PG Backup & Restore
Backup & Recovery matters.
Failures can be divided into two categories: hardware/resource failures and software/human errors.
Replication aims for the former, while delayed replica & cold backups aim for the latter.
Pigsty has complete support for backups. There is battery-included physical replication that can be configured by simply declaring replica & delayed roles. And handy cold backup scripts for cold backup.
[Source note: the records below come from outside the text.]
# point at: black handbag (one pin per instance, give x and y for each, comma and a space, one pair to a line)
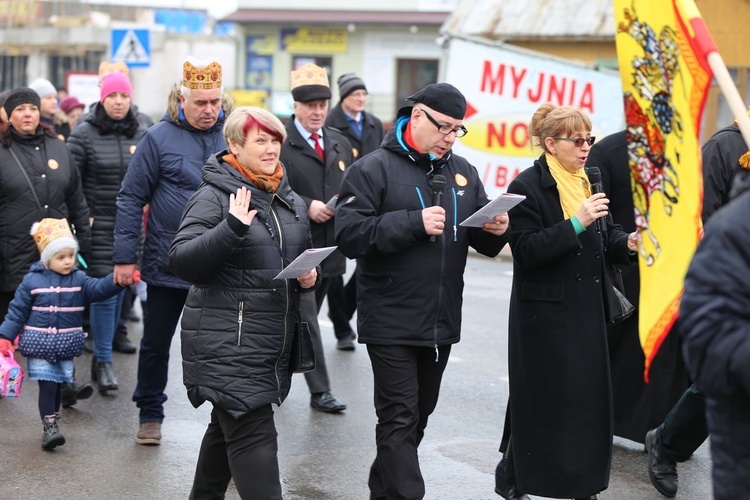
303, 352
616, 306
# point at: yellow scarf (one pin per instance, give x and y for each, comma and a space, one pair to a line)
572, 188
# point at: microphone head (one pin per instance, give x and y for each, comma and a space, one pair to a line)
594, 175
438, 182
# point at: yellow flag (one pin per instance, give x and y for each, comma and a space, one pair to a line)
661, 50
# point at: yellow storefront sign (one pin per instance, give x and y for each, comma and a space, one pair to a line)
314, 40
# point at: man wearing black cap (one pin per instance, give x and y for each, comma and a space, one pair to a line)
365, 132
315, 158
411, 254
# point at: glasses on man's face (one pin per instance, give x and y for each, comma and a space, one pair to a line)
445, 129
577, 141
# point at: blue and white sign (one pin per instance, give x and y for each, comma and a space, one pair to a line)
132, 47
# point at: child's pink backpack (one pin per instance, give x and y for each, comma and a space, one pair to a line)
11, 376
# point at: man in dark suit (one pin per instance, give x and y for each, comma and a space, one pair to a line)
365, 133
315, 158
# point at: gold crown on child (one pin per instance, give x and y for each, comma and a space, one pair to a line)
49, 230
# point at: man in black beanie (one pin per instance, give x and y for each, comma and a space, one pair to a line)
365, 132
411, 254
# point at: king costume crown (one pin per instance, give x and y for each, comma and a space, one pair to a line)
201, 75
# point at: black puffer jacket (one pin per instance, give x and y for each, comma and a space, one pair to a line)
409, 289
51, 170
102, 149
238, 321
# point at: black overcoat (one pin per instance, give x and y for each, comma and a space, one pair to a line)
313, 179
638, 406
560, 390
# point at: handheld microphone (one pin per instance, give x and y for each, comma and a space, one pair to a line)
438, 183
595, 179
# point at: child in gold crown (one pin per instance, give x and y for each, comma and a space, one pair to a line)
47, 312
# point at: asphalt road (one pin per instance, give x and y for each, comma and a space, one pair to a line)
322, 457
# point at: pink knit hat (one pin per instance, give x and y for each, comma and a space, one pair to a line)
115, 82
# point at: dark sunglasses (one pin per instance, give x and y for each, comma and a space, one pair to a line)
445, 129
577, 141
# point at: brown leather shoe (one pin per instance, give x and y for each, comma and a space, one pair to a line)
149, 433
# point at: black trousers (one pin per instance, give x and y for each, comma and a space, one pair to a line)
407, 384
685, 428
244, 449
309, 305
342, 302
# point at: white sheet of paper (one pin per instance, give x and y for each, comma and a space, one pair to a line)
332, 202
306, 261
498, 206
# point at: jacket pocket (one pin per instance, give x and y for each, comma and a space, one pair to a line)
545, 291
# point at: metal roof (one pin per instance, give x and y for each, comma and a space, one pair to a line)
533, 20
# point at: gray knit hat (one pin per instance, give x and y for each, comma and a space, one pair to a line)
348, 83
43, 87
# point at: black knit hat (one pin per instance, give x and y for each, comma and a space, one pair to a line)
443, 98
348, 83
21, 95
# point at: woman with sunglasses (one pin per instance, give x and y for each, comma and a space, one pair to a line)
560, 391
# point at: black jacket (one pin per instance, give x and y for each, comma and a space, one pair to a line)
409, 289
238, 321
102, 149
53, 173
715, 326
372, 131
313, 180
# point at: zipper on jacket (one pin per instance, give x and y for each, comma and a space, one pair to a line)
239, 323
286, 293
455, 214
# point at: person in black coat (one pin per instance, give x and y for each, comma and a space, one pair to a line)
714, 319
560, 390
411, 255
638, 406
244, 224
315, 158
365, 132
103, 145
38, 179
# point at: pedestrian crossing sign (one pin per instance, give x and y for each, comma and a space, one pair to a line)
132, 47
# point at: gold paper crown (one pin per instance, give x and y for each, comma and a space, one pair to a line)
309, 74
203, 78
49, 230
106, 68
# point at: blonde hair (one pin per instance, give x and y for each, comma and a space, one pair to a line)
246, 118
550, 120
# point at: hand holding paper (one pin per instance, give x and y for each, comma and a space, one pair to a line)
306, 261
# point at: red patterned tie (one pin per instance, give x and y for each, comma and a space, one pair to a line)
318, 148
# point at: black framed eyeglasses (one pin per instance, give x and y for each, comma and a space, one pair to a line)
445, 129
577, 141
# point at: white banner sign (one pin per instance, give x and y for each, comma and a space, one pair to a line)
504, 87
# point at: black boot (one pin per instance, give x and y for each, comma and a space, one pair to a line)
52, 436
105, 377
73, 391
121, 342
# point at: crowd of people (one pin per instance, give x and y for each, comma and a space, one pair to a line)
94, 197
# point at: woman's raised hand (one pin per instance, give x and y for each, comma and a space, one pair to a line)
239, 206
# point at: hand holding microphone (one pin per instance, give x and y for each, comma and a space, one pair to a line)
434, 220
- Physical Replica (Hot/Warm Standby)
- Delayed Replica
- Cold Standby
Physical Replica
In Pigsty, physical backups are created by specifying roles (pg_role
) for the database instances. For example, the following configuration declares a HA database cluster with one primary & two replicas.
pg-test:
hosts:
10.10.10.11: { pg_seq: 1, pg_role: primary } # Primary
10.10.10.12: { pg_seq: 2, pg_role: replica } # Hot standby
10.10.10.13: { pg_seq: 3, pg_role: offline } # Warm standby
vars:
pg_cluster: pg-test
Hot Standby
replica
= Hot Standby, which carries read-only traffic and maintains real-time synchronization with the primary, with a few replication delays.
It is consistent with the primary and will take over the work of the primary when it fails, and will also take over online read-only traffic. A hot standby that uses sync replication to keep up with the primary in real-time can also be called a sync backup. Under normal circumstances, the latency of physical replication can be in the range of 1ms-100ms / tens of KB to several MB, depending on the network conditions and load level.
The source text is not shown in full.